O que se sabe, no entanto, é que a fidelidade desses parlamentares não é certa. “O Centrão estabelece alianças voltadas para interesses próprios, e pular do barco quando ele está adernando não é difícil pra esses políticos”, ressaltou o cientista político Carlos Melo, do Insper, em uma live promovida pela XP Investimentos.

De qualquer forma, a esperança do presidente parece ser a de que ele vai conseguir correr por fora das alianças de Maia. Segundo Erich Decat, analista político da XP, é provável que o presidente esteja planejando uma sobrevivência política até o ano que vem, quando um novo presidente da Câmara seria eleito. “E há chances de que o próximo líder da Câmara seja representante desse Centrão que se alia ao presidente”, disse, na mesma live.

Como Bolsonaro pode tentar garantir essa sobrevivência temporária? Uma das possibilidades é que, além de distribuir cargos e emendas, o presidente coloque o pé no acelerador das políticas de gasto. Esse possível caminho foi sinalizado nesta semana, quando o governo lançou um plano atrapalhado de infraestrutura chamado “Pró-Brasil”. O anúncio não contou com a presença do ministro da Economia Paulo Guedes.

Com poucas propostas concretas, o plano sofreu críticas por economistas. “Aquilo é um guardanapo de rabisco feito em uma mesa de almoço. Mas é uma indicação do caminho que Bolsonaro pode seguir daqui pra frente”, disse ao 6 Minutos Evandro Buccini, economista-chefe da gestora Rio Bravo.

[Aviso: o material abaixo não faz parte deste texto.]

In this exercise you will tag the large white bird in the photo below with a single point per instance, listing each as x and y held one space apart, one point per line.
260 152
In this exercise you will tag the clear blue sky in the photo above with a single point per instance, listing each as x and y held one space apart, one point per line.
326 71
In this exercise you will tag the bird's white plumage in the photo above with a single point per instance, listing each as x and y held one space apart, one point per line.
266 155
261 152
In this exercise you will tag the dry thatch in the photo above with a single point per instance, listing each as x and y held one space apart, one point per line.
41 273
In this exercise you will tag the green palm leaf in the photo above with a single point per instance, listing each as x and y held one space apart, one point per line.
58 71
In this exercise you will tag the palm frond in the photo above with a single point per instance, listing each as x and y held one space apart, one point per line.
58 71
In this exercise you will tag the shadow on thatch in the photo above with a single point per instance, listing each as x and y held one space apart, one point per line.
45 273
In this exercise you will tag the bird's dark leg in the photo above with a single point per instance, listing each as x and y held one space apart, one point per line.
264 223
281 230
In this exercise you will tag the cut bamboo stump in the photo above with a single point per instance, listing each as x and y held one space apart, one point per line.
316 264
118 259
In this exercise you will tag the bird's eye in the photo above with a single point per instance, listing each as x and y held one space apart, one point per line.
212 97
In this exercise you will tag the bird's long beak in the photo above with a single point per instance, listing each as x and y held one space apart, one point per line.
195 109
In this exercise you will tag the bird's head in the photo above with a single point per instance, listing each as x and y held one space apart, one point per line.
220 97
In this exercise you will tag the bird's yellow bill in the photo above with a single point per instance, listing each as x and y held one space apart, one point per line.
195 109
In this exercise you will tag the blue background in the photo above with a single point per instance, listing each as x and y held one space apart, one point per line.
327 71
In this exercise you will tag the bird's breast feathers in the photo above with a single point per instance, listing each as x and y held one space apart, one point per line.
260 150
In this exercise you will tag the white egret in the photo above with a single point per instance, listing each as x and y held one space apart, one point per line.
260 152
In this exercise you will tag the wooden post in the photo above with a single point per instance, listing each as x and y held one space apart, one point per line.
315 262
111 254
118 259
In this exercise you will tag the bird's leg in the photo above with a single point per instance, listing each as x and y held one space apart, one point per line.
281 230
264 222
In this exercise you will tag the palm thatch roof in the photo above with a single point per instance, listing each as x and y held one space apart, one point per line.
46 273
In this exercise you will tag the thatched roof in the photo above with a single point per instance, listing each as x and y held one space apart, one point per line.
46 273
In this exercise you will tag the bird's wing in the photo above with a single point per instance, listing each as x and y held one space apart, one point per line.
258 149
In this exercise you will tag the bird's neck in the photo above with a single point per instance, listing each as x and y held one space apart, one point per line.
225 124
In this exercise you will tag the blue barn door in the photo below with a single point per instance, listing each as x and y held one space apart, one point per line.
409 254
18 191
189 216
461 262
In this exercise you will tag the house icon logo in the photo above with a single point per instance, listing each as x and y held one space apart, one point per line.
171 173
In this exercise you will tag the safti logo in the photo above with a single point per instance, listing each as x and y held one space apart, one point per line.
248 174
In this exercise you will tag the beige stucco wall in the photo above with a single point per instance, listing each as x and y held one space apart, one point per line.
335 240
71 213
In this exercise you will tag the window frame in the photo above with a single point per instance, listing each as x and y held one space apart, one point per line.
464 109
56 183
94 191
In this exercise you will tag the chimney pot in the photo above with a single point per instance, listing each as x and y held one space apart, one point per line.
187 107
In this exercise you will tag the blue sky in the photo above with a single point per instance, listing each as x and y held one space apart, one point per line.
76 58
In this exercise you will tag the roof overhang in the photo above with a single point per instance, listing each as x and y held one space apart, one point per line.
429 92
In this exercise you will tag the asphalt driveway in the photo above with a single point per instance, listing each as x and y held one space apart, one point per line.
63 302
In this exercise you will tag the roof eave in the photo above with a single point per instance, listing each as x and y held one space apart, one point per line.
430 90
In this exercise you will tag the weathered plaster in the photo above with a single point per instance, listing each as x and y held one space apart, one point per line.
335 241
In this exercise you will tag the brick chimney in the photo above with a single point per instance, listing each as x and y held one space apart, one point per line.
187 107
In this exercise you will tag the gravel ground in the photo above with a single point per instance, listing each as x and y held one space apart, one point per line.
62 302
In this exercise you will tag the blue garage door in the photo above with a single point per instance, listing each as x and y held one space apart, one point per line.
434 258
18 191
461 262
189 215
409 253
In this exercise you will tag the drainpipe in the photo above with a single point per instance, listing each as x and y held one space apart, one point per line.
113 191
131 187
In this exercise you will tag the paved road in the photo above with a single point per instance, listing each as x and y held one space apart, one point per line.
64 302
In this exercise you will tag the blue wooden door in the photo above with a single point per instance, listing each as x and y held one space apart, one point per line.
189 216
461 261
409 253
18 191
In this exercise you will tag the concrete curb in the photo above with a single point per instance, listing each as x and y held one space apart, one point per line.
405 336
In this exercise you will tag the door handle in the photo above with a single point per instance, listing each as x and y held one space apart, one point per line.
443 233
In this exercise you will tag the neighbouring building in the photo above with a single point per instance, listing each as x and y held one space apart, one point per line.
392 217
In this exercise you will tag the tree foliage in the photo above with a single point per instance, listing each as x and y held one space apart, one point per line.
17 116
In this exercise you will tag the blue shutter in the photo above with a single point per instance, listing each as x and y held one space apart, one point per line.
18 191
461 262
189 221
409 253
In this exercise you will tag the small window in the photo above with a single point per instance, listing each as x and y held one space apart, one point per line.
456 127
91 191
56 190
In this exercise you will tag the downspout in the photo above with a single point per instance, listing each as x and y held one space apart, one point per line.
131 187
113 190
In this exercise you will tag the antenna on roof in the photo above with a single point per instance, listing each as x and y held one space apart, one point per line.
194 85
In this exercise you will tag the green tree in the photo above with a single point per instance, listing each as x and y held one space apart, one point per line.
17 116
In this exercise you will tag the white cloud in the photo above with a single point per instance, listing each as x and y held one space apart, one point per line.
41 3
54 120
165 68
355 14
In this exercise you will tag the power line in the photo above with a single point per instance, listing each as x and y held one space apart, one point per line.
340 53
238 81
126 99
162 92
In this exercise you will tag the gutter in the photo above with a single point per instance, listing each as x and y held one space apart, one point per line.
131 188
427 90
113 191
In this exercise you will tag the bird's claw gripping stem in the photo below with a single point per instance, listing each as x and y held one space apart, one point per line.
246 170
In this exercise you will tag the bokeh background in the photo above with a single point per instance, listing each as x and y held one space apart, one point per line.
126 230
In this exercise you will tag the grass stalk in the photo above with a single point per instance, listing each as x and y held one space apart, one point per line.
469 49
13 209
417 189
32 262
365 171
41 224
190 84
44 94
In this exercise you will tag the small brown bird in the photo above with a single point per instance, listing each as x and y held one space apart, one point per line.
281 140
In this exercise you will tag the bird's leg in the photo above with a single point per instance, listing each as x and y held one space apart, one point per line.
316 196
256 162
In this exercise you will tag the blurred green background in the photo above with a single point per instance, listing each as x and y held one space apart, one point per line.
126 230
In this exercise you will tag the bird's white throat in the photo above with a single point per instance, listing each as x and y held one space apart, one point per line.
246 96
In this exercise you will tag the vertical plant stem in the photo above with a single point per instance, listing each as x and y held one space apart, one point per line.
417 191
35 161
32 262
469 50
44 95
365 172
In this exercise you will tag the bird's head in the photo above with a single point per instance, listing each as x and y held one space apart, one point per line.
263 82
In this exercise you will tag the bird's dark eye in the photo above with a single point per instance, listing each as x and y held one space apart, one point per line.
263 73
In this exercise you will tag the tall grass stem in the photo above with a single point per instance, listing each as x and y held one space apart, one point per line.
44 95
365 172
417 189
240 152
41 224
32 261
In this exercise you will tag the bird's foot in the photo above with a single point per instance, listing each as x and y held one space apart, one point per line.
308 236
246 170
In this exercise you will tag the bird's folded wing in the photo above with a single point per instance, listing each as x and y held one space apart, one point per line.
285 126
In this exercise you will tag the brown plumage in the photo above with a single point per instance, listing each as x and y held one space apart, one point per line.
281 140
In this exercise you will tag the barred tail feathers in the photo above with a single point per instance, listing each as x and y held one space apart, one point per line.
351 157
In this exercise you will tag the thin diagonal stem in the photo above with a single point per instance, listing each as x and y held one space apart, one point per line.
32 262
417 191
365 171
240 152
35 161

Ele diz que caso o governo escolha abandonar o teto de gastos ou iniciar uma intervenção muito forte na economia, podemos ver um efeito de descrédito fiscal similar ao do último governo de Dilma Rousseff. “Talvez sejam em tempos de crise que as pessoas revelem o que são. Bolsonaro já se mostrou intervencionista e nacionalista”.

Nessa hipótese, todo o plano de reformas de Paulo Guedes seria desmontado, e a confiança no governo minada. A funcionalidade da gestão Bolsonaro já está comprometida, mas a governabilidade também estaria em xeque, segundo Buccini.

Paulo Guedes pode ser o próximo a sair do governo? O ministro não deu sinais, ainda, de que pretende abandonar o barco. Ele esteve presente no pronunciamento feito por Bolsonaro nesta tarde sobre as acusações feitas por Sergio Moro.

No entanto, é consenso entre analistas que o ministro já tem perdido força no governo. As vozes que pedem uma ampliação dos gastos para combater a crise têm se sobreposto a voz de Guedes, e Bolsonaro já se mostrava descontente com o baixo crescimento econômico mesmo antes da crise.

A permanência do ministro dependerá de como a negociação de Bolsonaro com o Centrão vai andar, e como as políticas de combate à crise serão administradas.